Uno de los puntos claves fue siempre el secreto. Nunca hablé con nadie sobre estas luchas, y no fue sino hasta 17 años más tarde que finalmente pude confesar mis luchas a la gente de la iglesia. Para mi sorpresa, en lugar de ser puesto en disciplina o alejado como “pecador”, recibí apoyo, consejería, y sobre todo mucho amor. Esto fue decisivo, pues de esta manera la iglesia me mostró de manera práctica que el amor de Dios es incondicional, que era pasible de perdón, y que me podían aceptar tal y como soy, como Jesús lo hace. Esto además me permitió comprender que la vida cristiana no es estática. En Cristo no podemos esperar quedarnos donde estamos, sino mas bien podemos esperar que su paciente labor de fruto poco a poco en nuestras vidas. Aprendí que es un proceso, es un camino, y no necesariamente el más fácil o simple.
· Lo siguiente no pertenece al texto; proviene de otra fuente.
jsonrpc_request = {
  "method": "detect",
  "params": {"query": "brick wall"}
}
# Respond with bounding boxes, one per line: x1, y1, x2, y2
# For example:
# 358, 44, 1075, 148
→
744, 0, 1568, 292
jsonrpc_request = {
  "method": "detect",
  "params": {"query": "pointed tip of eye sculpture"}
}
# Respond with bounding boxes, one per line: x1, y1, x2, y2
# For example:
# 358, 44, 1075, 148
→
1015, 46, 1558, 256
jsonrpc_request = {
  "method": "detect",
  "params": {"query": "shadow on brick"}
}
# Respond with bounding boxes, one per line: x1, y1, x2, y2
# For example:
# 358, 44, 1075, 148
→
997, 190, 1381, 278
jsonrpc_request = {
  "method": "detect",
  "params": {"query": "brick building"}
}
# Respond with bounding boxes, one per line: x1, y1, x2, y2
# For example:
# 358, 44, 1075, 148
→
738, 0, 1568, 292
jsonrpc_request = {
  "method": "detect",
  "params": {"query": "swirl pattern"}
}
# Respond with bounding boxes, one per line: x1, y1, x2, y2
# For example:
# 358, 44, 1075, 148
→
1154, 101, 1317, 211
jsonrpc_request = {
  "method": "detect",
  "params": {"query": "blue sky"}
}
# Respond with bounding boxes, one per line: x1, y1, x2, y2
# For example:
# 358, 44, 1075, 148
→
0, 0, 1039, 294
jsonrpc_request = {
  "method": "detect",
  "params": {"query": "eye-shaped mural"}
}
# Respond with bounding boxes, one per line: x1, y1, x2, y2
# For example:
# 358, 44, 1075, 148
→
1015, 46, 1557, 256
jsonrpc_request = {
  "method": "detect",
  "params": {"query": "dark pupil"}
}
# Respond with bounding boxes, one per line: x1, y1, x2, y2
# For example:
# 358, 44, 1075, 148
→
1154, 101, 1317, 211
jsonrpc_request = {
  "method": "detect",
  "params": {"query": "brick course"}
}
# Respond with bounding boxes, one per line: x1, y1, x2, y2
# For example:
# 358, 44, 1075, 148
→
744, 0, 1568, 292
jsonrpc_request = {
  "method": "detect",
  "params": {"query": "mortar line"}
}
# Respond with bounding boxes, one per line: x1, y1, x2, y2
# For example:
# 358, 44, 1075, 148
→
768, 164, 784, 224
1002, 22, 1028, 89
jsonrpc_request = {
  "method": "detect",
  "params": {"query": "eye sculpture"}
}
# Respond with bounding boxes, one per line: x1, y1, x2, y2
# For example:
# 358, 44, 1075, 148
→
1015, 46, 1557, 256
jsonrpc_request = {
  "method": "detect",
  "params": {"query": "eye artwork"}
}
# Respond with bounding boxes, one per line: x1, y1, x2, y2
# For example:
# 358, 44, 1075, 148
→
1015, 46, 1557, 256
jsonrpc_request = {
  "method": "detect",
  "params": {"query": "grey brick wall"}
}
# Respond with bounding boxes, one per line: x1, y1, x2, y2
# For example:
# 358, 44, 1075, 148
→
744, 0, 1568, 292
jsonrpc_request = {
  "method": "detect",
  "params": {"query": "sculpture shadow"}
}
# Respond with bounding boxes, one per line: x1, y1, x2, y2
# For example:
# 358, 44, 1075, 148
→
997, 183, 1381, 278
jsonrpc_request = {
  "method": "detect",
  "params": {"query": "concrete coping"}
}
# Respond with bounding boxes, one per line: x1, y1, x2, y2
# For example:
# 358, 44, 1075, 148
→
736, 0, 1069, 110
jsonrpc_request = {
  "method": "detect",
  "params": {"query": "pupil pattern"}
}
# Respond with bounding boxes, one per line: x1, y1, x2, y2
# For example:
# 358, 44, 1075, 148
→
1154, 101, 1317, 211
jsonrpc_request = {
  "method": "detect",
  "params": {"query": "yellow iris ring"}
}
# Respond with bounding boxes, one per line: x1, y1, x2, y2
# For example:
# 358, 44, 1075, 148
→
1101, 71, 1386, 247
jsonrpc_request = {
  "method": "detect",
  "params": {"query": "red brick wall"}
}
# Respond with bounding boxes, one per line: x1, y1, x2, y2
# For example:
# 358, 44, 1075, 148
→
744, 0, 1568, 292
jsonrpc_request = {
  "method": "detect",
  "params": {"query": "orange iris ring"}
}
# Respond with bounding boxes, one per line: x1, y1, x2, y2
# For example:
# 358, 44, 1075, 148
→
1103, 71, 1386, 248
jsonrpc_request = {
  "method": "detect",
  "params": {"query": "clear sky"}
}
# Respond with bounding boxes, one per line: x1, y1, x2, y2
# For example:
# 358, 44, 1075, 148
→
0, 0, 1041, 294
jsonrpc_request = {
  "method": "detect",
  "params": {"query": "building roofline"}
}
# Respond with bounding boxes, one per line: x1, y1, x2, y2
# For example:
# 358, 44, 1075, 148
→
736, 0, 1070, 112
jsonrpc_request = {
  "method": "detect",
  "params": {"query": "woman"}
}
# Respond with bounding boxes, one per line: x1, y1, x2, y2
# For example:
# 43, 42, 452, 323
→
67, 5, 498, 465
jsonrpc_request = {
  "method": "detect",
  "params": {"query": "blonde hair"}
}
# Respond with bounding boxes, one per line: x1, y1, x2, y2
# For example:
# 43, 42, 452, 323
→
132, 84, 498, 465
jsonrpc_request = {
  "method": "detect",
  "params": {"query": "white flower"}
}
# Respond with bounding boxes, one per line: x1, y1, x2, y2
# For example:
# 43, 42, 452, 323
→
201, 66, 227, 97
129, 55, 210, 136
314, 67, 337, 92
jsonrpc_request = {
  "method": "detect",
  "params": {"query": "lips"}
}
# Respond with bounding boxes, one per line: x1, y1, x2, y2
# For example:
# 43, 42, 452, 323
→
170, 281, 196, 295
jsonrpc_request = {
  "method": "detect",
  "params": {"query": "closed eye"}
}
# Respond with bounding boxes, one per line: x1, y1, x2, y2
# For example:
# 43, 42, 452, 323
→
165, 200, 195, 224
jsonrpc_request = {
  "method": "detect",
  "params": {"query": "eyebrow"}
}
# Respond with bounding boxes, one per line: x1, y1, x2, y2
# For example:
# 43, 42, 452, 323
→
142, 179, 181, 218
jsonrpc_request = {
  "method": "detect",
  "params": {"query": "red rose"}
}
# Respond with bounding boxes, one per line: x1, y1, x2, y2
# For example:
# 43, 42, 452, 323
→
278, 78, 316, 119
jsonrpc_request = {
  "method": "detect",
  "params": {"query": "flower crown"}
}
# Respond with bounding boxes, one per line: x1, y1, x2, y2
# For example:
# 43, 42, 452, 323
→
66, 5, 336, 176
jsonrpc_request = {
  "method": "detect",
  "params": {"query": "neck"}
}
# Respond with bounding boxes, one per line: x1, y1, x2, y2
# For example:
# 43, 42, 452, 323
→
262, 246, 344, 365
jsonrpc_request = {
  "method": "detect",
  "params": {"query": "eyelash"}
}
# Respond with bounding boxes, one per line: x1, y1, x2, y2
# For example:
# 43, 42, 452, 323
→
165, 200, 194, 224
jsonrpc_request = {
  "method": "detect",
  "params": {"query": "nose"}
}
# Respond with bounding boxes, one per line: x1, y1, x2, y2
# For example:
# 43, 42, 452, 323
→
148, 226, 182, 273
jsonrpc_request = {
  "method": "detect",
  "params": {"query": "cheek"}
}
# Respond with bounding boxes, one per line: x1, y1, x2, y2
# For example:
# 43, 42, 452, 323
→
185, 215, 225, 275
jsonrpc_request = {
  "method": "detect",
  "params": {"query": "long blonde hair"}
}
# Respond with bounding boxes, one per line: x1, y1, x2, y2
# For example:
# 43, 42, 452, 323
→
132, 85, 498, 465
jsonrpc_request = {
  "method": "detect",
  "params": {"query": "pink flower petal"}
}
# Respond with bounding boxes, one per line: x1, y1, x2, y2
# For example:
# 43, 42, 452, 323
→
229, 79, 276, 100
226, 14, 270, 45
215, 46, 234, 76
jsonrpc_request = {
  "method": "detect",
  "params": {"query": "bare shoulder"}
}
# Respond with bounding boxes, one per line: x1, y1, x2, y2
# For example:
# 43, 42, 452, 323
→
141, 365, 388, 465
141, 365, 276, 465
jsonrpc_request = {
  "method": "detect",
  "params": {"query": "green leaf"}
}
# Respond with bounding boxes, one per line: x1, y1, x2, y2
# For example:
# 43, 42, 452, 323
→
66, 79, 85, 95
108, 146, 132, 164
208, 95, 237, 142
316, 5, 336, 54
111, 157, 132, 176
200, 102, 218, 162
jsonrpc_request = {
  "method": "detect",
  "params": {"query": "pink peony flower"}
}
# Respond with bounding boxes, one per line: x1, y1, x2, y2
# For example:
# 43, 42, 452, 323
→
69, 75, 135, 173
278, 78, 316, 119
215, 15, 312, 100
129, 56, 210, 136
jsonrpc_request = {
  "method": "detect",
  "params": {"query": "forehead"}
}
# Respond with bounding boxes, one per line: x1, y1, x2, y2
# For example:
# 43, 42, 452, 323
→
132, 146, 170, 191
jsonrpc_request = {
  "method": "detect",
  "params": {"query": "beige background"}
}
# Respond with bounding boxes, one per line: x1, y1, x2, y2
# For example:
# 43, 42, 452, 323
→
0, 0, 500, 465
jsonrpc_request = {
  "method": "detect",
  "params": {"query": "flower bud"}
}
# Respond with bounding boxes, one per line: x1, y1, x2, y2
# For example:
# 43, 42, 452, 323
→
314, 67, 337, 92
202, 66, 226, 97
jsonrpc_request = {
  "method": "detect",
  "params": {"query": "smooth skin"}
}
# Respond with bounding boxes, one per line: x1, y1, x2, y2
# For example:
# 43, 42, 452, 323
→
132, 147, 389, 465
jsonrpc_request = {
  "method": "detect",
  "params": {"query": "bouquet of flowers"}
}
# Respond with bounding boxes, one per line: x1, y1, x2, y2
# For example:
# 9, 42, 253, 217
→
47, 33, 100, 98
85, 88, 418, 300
La guerra espiritual es también clave. Es importante romper las ataduras de la adicción, aprender a vivir en sobriedad, y confiar en que la obra comenzada por Jesús en nuestras vidas será llevada a buen término. Uno aprende a identificar los patrones (porque el enemigo no es muy creativo, francamente), a ver el peligro y ciertamente enfrentarlo o refugiarse en los brazos de Jesús. Ya quisiera yo haber alcanzado mayores niveles de sobriedad y libertad. Pero no me desaliento cuando estoy en medio de la lucha, sino que sigo adelante, dejando atrás lo pasado. Cada día puedo elegir “volverme a la fuente de las aguas vivas: Jesucristo” o volverme a la fuente que no sacia: la adicción.

~ por refreshingfromheaven en agosto 17, 2007.

Una respuesta to “Mas sobre adicciones”

  1. necesito ayuda!
    estoy desesperado, hace mucho k me masturbo de hecho lo hice hace media hora, me siento mal, perdido. soy creyente, amo a Dios, pero esta maldita adiccion no me deja, por fuera soy un “santo” pero por dentro estoy podrido. trabajo mucho para mi Iglesia, ayudo a muchas personas, hago oracion. pero me siento solo a veces siento k Dios no me escucha a veces me siento como ahora en este momento con el agua hasta el cuello.
    ya no kiero ser un adicto más kiero ser liberado, me duele esta situacion
    te pido de favor k ores por mi ayudame de esa manera!!